Most modern semantic layers expose both SQL and GraphQL or REST interfaces. SQL compatibility matters for legacy BI tools that speak JDBC natively; GraphQL is cleaner for embedded analytics and AI clients. Exposing both keeps integration options open. Cache the API aggressively — most queries are repeats, and caching at the semantic layer avoids hitting the warehouse at all.

For related topics see what is a semantic layer and cube vs dataworkers.

Step 5: Migrate BI Tools

Migrate existing dashboards to query through the semantic layer, not raw tables. This is tedious but essential — every dashboard on raw SQL can drift. Start with the highest-trust dashboards (exec, finance) and work outward. Expect pushback from analysts who prefer the flexibility of raw SQL.

Step 6: Expose to AI Clients

The newest and biggest win: expose the semantic layer to AI assistants (Claude, Cursor, ChatGPT) so they query canonical metrics instead of writing SQL from scratch. Data Workers catalog and context agents wrap any semantic layer as MCP tools, giving AI clients trustworthy metric access.
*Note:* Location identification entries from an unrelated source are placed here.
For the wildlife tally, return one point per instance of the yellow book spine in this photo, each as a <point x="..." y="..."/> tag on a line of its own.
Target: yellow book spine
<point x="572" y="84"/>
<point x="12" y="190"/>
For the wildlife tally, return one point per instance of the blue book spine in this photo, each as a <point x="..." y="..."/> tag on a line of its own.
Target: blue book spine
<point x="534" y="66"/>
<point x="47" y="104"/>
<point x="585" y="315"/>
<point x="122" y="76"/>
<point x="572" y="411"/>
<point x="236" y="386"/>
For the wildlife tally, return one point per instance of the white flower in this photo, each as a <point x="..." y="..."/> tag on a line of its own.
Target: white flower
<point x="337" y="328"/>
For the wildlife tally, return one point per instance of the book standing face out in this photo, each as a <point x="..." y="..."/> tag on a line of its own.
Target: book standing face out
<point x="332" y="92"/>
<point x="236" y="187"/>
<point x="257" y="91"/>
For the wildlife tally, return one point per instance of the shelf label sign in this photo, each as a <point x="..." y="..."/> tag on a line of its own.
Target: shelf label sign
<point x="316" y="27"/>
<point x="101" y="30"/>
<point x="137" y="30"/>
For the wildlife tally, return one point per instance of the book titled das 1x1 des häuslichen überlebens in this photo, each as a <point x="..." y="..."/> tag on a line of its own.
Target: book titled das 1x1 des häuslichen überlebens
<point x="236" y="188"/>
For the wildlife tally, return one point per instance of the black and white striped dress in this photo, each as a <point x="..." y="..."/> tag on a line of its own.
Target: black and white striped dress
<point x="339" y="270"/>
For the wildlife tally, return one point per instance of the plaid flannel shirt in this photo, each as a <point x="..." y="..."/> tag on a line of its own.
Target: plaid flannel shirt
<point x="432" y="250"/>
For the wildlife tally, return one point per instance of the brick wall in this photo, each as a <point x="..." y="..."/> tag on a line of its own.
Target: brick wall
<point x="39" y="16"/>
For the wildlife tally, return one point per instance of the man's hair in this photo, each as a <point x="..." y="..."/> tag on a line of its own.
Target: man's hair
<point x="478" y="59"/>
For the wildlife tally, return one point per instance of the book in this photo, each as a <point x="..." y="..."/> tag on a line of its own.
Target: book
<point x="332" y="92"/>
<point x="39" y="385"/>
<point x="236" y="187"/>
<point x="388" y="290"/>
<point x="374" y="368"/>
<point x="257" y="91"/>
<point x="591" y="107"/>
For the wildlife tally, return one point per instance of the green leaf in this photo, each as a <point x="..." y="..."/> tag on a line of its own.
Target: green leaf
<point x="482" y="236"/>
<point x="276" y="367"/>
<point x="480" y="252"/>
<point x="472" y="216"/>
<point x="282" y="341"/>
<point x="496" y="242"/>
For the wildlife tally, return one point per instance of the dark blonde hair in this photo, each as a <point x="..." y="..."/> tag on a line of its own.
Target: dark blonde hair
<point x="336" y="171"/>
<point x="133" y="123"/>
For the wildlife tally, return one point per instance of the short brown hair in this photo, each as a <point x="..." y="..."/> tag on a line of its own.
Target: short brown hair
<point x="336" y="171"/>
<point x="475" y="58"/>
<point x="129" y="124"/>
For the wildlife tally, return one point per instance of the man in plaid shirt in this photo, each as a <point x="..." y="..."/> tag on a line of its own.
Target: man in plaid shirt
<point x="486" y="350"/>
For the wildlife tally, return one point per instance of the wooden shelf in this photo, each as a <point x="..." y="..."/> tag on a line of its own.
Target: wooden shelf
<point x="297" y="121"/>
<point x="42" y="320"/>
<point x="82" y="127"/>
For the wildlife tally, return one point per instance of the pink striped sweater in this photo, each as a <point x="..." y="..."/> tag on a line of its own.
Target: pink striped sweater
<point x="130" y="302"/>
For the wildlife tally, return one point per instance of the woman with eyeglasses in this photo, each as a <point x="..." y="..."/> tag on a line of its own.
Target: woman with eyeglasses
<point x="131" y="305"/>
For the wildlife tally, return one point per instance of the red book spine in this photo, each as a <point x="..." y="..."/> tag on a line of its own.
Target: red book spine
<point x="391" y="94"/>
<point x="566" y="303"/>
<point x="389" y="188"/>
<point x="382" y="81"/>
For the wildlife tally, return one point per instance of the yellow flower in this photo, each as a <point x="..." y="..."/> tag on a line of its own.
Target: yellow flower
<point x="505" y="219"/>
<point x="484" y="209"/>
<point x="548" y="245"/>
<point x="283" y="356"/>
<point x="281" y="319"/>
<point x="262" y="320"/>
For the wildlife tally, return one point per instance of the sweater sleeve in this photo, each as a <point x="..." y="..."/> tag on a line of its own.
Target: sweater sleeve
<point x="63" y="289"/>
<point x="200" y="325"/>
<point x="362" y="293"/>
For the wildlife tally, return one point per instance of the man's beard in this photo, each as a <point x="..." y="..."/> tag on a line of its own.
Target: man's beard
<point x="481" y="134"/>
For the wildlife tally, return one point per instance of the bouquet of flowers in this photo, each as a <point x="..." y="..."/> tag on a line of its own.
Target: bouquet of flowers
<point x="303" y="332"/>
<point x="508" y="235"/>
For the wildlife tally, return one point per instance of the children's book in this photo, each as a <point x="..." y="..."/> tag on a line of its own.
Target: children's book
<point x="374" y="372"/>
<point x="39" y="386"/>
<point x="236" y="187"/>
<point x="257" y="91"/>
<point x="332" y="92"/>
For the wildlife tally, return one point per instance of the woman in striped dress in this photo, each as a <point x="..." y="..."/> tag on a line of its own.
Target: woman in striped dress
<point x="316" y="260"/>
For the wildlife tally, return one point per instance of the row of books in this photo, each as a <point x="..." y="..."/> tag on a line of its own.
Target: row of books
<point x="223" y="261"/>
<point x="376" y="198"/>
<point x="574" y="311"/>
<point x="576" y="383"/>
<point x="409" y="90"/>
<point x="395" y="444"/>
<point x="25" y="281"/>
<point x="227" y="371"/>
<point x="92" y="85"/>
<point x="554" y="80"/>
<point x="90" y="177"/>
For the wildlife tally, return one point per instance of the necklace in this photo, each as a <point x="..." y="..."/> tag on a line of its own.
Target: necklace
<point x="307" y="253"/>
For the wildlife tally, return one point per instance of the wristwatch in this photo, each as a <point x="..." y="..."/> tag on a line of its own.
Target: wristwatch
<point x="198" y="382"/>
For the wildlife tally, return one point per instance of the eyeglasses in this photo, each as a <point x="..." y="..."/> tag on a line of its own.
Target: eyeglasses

Book a demo to see AI-ready semantic layer integration.

Common Mistakes

Three mistakes show up in almost every failed semantic layer rollout. First, building the layer before resolving metric inconsistencies — you just move chaos one layer up and now you have two canonical definitions of MRR instead of one. Resolve existing inconsistencies first, then model. Second, letting analysts bypass the layer with raw SQL because it feels faster. You must kill raw-SQL dashboards or the layer is optional, and optional governance is no governance. Third, shipping the layer without exec sponsorship — when finance and growth disagree about MRR definition, only an exec can break the tie, and until they do, the layer cannot ship.

Production Considerations

Performance is the first production concern. Every metric query compiles to SQL and runs against the warehouse; poorly modeled metrics trigger cross-joins or full-table scans. Test every new metric against a realistic data volume before release. Use aggregate tables or materialized views for frequently-requested metrics to cut latency and cost. Second, monitor metric-level usage: which metrics are queried, by whom, from which tool. That usage data drives prioritization when the backlog is full. Third, version metrics the same way you version APIs — breaking changes need a deprecation window, and consumer teams need time to migrate before old definitions disappear.

Validation Checklist

Before declaring the semantic layer live, verify: all exec dashboards query through the layer, metric definitions are reviewed by the relevant business owner, the layer is documented in the catalog with examples, BI tool integration is tested end-to-end, AI assistants can query the layer via MCP or REST, and there is an escalation path for metric disputes. Each box must be checked or the layer will not stick.

A semantic layer is how you make every tool (BI, embedded, AI) return the same MRR. Pick a tool, inventory existing metrics, model them as code, expose an API, migrate dashboards, and wire it to AI clients. Metric drift dies the day you commit.